Wir setzen uns generell für ein Klima der Akzeptanz, Vielfalt und Offenheit ein. Für uns ein selbstverständlicher Bestandteil ist die Ansicht, dass sexuelle Orientierungen gleichberechtigt nebeneinander stehen müssen.
Offenheit und Vielfalt bedeuten aber auch, dass sich daraus keine neue, einengende Konzepte entwickeln dürfen. Die Selbstbestimmung steht für uns im Vordergrund. Das heißt, dass sich niemand entscheiden oder festlegen muss.
3. Wie wollen Sie Coming-outs von bisexuellen Jugendlichen unterstützen und sich gegen Diskriminierung bisexueller Jugendlicher einsetzen?
Wie hoch werden die Mittel sein, die dazu zur Verfügung stehen werden?
In Sachsen gibt es bereits Strukturen freier Träger, die eine gute Arbeit im Bereich Bildung, Begegnung, Kultur und Aufklärung für geschlechtliche Vielfalt und sexuelle Orientierung leisten. Hier finden insbesondere auch Jugendliche Beratungsangebote und peer-groups, in denen sie bestärkt werden, Erfahrungen austauschen können und in ihrem Coming-Out unterstützt werden. Wir haben uns seit Jahren dafür eingesetzt, dass diese Träger nicht nur in den drei großen Städten Dresden, Leipzig und Chemnitz gefördert werden, sondern auch im ländlichen Raum aktiv sein können. Das wurde im Jahr 2017 durch die Finanzierung einer Umlandberatung auch tatsächlich realisiert.
Wir setzen uns weiterhin dafür ein, diese bestehenden Strukturen zu erhalten und perspektivisch auch auszubauen.
Doch auch in der Schule muss deutlich mehr passieren in Sachen Aufklärung und Antidiskriminierungsarbeit. Wir haben hier den Vorschlag eingebracht, dass nach dem Vorbild Berlin an jeder weiterführenden Schule eine Beauftragtenposition für LSBTIQ*-Schüler*innen eingerichtet werden soll, eine Art Vertrauensperson, die einerseits für die Jugendlichen ansprechbar ist und gleichzeitig selbst Antidiskriminierungsarbeit im Kollegium wie auch im Unterricht leistet. Vgl. außerdem Antwort auf Frage 4.
4. Wie wollen Sie sicherstellen, dass Schüler_innen konkret über Bisexualität aufgeklärt werden?
Wir betrachten das in Sachsen verwendete Unterrichtsmaterial als ungenügend.
Schulbücher bilden in ihren Darstellungen, Beschreibungen und Aufgabenstellungen Alltagssituationen und Lebensrealitäten ab und vermitteln so einen Eindruck, was „normal“ und „alltäglich“ ist. Daher spielt es eine zentrale Rolle, dass die Darstellungen und Abbildungen die gelebte Vielfalt widerspiegeln und nicht durch einseitige Darstellungen eine Normierung vornehmen.

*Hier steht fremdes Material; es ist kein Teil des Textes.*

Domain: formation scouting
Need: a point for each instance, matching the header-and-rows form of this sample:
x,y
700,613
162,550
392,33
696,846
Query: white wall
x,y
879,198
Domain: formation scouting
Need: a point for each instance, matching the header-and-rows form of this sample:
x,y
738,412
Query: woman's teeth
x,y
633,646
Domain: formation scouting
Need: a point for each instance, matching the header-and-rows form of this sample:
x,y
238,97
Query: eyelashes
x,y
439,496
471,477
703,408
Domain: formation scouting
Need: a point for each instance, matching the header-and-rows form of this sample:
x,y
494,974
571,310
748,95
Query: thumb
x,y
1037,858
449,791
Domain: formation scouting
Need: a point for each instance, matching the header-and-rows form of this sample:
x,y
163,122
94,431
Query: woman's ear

Wir fordern daher, dass Schulbücher grundlegend auf Diskriminierung – auch durch Nicht-Thematisierung – geprüft werden. Das betrifft sowohl die Aufklärung z. B. im Sexualkundeunterricht über sexuelle Orientierungen oder im Ethik-/Sozialkundeunterricht über sexuelle Identitäten, als auch die bildhaften Darstellungen oder Formulierungen in Aufgabenstellungen. Die Vielfalt der Gesellschaft muss auch Eingang in die Schulbücher finden.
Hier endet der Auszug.